Afirmo isso a partir da experiência de ser um raro privilegiado: não conheço muitas pessoas que possam, como eu, orgulhar-se da experiência do silêncio real. Não, não me diga que você já o conseguiu. Pelo menos não antes de refletir se aquilo a que está chamando de “silêncio” o era de fato. Amigo, eu lamento lhe dizer, mas vivemos em um mundo no qual o silêncio é quase inconcebível, praticamente desconhecido, algo à borda da ilegalidade.
Aonde quer que o ser humano vá, encontra o barulho ou o leva consigo. Quando foi a última vez que conseguiu calar-se e fechar os olhos sem que a paz de sua alma fosse interrompida por alguma música, pelo ruído de alguma ferramenta, pelo som de algum aparelho eletrônico, pela voz de pessoas tensas? Quando foi, tente dizer-me? Eu, que ouso me afirmar como um conhecedor do silêncio, tenho de confessar que mal me lembro da última vez que o conheci. Na verdade, meu amigo, há dias em que suponho, lamentavelmente, que este silêncio que eu tanto venero na verdade somente existe como uma lembrança tão distante que pode ser de um sonho em vez de um fato. Mas na maioria dos dias eu tenho a certeza de que, sim, eu sei o que é o silêncio.
O silêncio é quando você consegue ouvir o ruído do sangue passando pelas veias de sua cabeça, quando o canto do mais frágil pássaro parece alto o bastante para chamar-lhe a atenção. Silêncio é quando não há o ruflar de passos, nem o ronco de motores, nem o burburinho de humanos e nem a arenga de animais. O silêncio “soa” em seus ouvidos como um silvo suave que assanha os seus sentidos. Quando você o ouve, tem a impressão de que existe algo além das montanhas, uma realidade qualquer dentro das pedras, atrás das árvores, passando por entre as nuvens. Esta é pressão da natureza contra os seus ouvidos, esta a força dos dedos do silêncio ao redor de sua cabeça.
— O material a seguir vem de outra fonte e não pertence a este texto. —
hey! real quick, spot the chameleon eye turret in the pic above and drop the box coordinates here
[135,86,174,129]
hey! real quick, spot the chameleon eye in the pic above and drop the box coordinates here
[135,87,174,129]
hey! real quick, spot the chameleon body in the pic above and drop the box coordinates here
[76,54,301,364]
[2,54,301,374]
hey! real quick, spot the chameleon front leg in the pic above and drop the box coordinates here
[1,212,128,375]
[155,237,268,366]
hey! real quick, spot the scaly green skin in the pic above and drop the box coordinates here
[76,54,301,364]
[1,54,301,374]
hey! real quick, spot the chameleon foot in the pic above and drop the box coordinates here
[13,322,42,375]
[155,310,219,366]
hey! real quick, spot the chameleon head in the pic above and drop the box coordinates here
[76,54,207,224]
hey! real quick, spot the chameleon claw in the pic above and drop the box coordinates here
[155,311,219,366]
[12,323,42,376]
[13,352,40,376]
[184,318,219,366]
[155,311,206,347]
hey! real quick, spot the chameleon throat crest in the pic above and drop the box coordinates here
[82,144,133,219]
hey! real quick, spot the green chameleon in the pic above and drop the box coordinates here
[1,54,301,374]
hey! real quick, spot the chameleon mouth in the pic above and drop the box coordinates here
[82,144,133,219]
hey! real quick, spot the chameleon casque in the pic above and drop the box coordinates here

Nenhuma música até hoje escrita faz juz à riqueza disso, à beleza que existe nisso — e ninguém o compreende. Somente os que enxergam a beleza da tela virgem, que apreciam a textura delicada do papel ainda limpo, que contemplam a pele imaculada da manhã tão logo nasce o sol. A velhice é como a obra dos pincéis, a vida é um ruído na ininterrupta textura original das eras silenciosas. Velhice e vida são conspirações contra a beleza intocada da natureza.
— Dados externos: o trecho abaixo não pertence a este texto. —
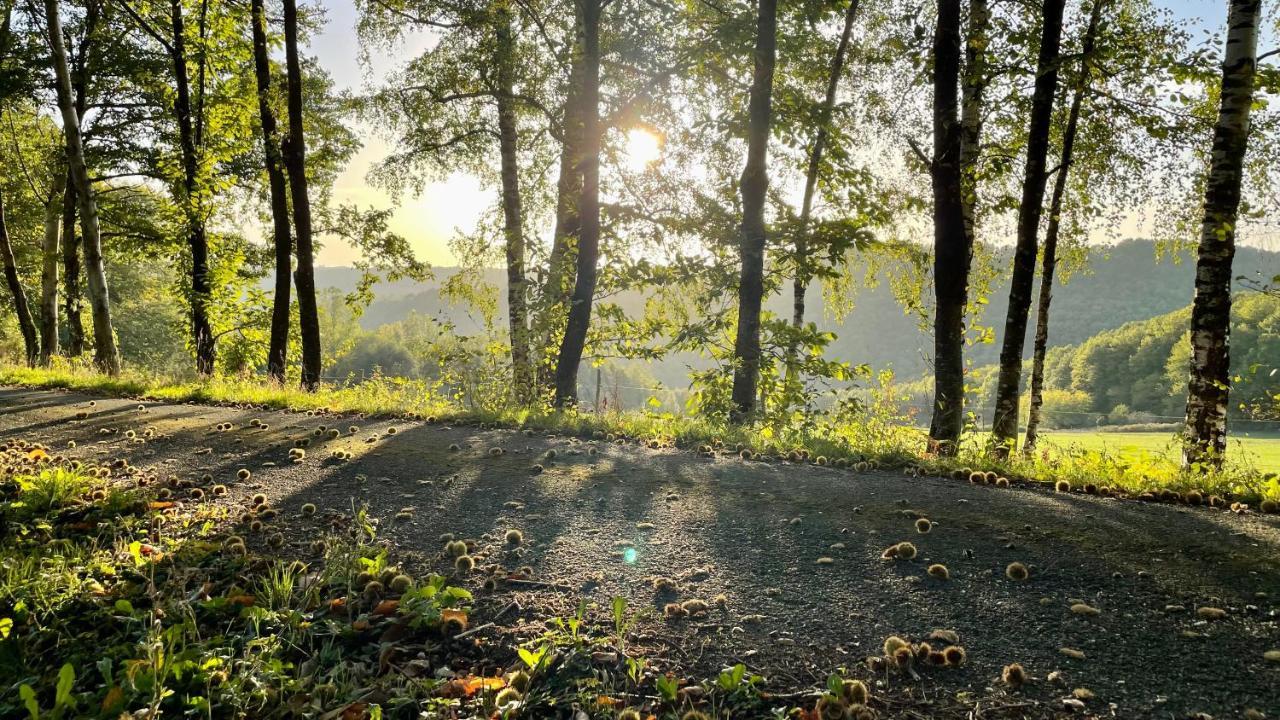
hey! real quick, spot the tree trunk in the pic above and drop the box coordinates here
[538,24,585,393]
[251,0,293,384]
[496,2,533,404]
[1024,0,1105,455]
[552,0,601,408]
[926,0,970,455]
[0,193,39,366]
[989,0,1066,457]
[61,175,83,356]
[958,0,988,239]
[45,0,118,374]
[1183,0,1260,467]
[169,0,215,375]
[729,0,778,423]
[283,0,321,390]
[39,170,66,364]
[791,0,860,332]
Não. Não existe esse silêncio de que tenho saudades. Aonde quer que o homem vá, encontra o barulho ou o leva consigo. Nossa civilização se esmera nisso: em construir aparelhos produtores de ruído. Para expulsar de toda parte esta simplicidade original que denuncia o agito fútil da civilização cheia de si, avessa à beleza.